Visit Harford's 'House of Cards' - Part Two

For part one of our look at the locations of "House of Cards," click here.

It's hard to get much better advertising for your county than having parts of it serve as the backdrop for a popular TV series, such as what's happened with Harford County and "House of Cards."


"It's a good tool for us to promote Harford County to get folks' attention when we're out there. It's out there and in mainstream media. People know about it and want to talk about it," Harford County Executive Barry Glassman, a binge-watcher of the Netflix series, said.

The opening scene of one season is the presidential limousine coming through Level Village, where Glassman grew up.


Renewed for a fourth season, the show is based in an almost 200,000-square-foot warehouse where the White House and other Washington, D.C., sites have been re-created. Glassman toured the studio and met Kevin Spacey and Robin Wright.

Various other spots around Harford County have served as the outdoor settings for the show, and Visit Harford! has created a site tour for fans. The sites in today's issue show sites six to 10; the other five were listed in Wednesday's issue. Those who complete the tour can stop by the visitors centers in Bel Air or Havre de Grace for a "Frank Underwood for President 2016" button.

"House of Cards" really is talked about everywhere, Glassman said. When he traveled to New York to meet with the various bond-rating agencies, they wanted to talk about the show first, Harford's bond rating second.

"The bond rating agencies wanted to know all about House of Cards before we got into details of Harford County," Glassman said. "It's sort of a big deal for us as far as local economic development."

Harford is also gaining international exposure. A newspaper in Quebec, Canada, published a story about Havre de Grace sitting in as Frank Underwood's hometown of Gaffney, S.C.
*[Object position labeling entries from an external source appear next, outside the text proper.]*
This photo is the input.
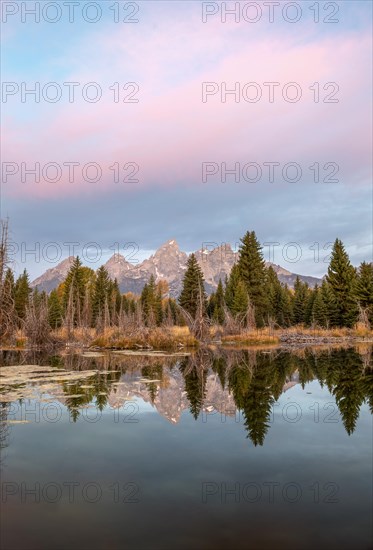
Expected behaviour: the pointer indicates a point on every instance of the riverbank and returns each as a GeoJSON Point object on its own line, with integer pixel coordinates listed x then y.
{"type": "Point", "coordinates": [176, 338]}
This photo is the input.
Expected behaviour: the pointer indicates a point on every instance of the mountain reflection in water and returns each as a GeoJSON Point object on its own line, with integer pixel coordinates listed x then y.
{"type": "Point", "coordinates": [244, 384]}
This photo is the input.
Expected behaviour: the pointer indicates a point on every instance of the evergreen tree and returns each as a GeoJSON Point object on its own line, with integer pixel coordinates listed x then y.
{"type": "Point", "coordinates": [100, 294]}
{"type": "Point", "coordinates": [22, 291]}
{"type": "Point", "coordinates": [279, 306]}
{"type": "Point", "coordinates": [341, 277]}
{"type": "Point", "coordinates": [218, 311]}
{"type": "Point", "coordinates": [299, 301]}
{"type": "Point", "coordinates": [330, 304]}
{"type": "Point", "coordinates": [193, 284]}
{"type": "Point", "coordinates": [252, 271]}
{"type": "Point", "coordinates": [308, 315]}
{"type": "Point", "coordinates": [54, 310]}
{"type": "Point", "coordinates": [74, 290]}
{"type": "Point", "coordinates": [319, 309]}
{"type": "Point", "coordinates": [241, 300]}
{"type": "Point", "coordinates": [231, 284]}
{"type": "Point", "coordinates": [151, 302]}
{"type": "Point", "coordinates": [364, 288]}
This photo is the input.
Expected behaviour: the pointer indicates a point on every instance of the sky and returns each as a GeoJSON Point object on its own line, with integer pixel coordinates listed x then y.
{"type": "Point", "coordinates": [158, 120]}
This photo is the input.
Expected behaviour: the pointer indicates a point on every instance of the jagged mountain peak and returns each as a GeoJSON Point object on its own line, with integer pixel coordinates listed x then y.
{"type": "Point", "coordinates": [168, 263]}
{"type": "Point", "coordinates": [53, 276]}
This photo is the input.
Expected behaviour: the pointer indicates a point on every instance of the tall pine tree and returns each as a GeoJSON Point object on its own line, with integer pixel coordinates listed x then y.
{"type": "Point", "coordinates": [193, 284]}
{"type": "Point", "coordinates": [342, 276]}
{"type": "Point", "coordinates": [252, 271]}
"So Harford County is getting literally international publicity about having 'House of Cards' here," Jack Gerbes, director of the Maryland Film Office, who lives in Forest Hill, said. "The Hollywood Reporter, The New York Times, they'll mention shooting in Harford County, Edgewood, and all of a sudden it's putting a focus on Harford County."

While there are not specific numbers for Harford as far as economic impact, there certainly is one, especially in terms of local businesses.
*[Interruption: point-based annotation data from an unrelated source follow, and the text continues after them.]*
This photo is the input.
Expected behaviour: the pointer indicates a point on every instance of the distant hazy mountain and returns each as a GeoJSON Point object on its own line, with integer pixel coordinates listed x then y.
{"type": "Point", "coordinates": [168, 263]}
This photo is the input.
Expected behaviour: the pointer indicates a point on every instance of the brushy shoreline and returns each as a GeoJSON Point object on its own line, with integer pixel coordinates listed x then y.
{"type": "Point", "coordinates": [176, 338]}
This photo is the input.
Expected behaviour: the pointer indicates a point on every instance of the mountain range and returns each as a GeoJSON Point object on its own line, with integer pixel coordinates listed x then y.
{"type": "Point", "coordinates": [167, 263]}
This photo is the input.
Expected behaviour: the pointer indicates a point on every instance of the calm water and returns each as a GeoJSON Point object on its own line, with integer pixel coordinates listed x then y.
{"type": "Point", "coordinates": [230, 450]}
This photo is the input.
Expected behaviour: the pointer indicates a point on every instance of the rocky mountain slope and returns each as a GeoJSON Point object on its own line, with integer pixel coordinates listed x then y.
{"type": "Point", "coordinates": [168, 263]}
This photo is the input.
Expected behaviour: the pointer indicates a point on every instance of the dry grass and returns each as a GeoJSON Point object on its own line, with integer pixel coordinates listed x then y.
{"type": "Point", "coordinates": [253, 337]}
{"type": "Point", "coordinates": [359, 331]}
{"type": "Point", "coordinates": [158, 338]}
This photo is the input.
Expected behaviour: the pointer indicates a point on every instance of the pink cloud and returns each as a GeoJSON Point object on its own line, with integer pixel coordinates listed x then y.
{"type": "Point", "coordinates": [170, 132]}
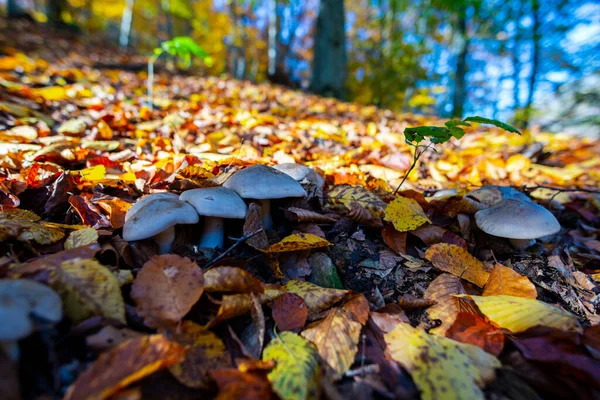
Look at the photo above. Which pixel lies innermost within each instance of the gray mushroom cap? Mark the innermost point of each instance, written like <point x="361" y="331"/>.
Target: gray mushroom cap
<point x="156" y="216"/>
<point x="516" y="219"/>
<point x="22" y="299"/>
<point x="296" y="171"/>
<point x="215" y="202"/>
<point x="262" y="182"/>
The production company, Knight Takes King Productions, is not only leasing 190,000 square feet of warehouse, what Glassman said he still calls the old Gap warehouse, but also the company uses local businesses for things such as set design, furniture and food during filming.

"And looking out back, there's never a shortage of dinner when they're filming," Glassman joked.

When production is in session, the local hotel industry gets close to 5,000 nights of rentals, Glassman said. And now that the hotel tax has been implemented in Harford, the county should see an extra bump from that, he added.

If Knight wasn't using that space, the county executive said, it would be a lot of vacant space someone would have to spend a lot of time trying to lease.

There are also indirect impacts, Gerbes said, like cast and crew going out to dinner or bars, or buying from local stores.


"It helps the Harford County economy; it has a huge impact. A good percentage are small Harford County businesses, they're multi-generational, they've been in the county for decades," Gerbes said.

According to the county, the production company hired 2,198 Marylanders during Season 1 and 1,621 during Season 2. In Season 1, it used 1,814 Maryland businesses, 292 of which were in Harford. And in Season 2, Knight Takes King used 3,085 Maryland businesses, 469 of which were in Harford.

Statewide, "House of Cards" had an economic impact of $130 million during Season 1 and $90 million during Season 2.

"We're hoping they stay. We've got a vested interested in this. We've been lobbying the governor, the Senate and the House to keep as much funding as we can," Glassman said.

Gerbes also said the county and local governments have been supportive of "House of Cards," which "makes a big difference when a show comes in and they're welcomed with open arms, that goes a long way."

"House of Cards" has been renewed for a fourth season, and Gerbes said filming should begin this summer.

Before that, there will be another casting call in Harford County; the details of it are being worked out, Gerbes said.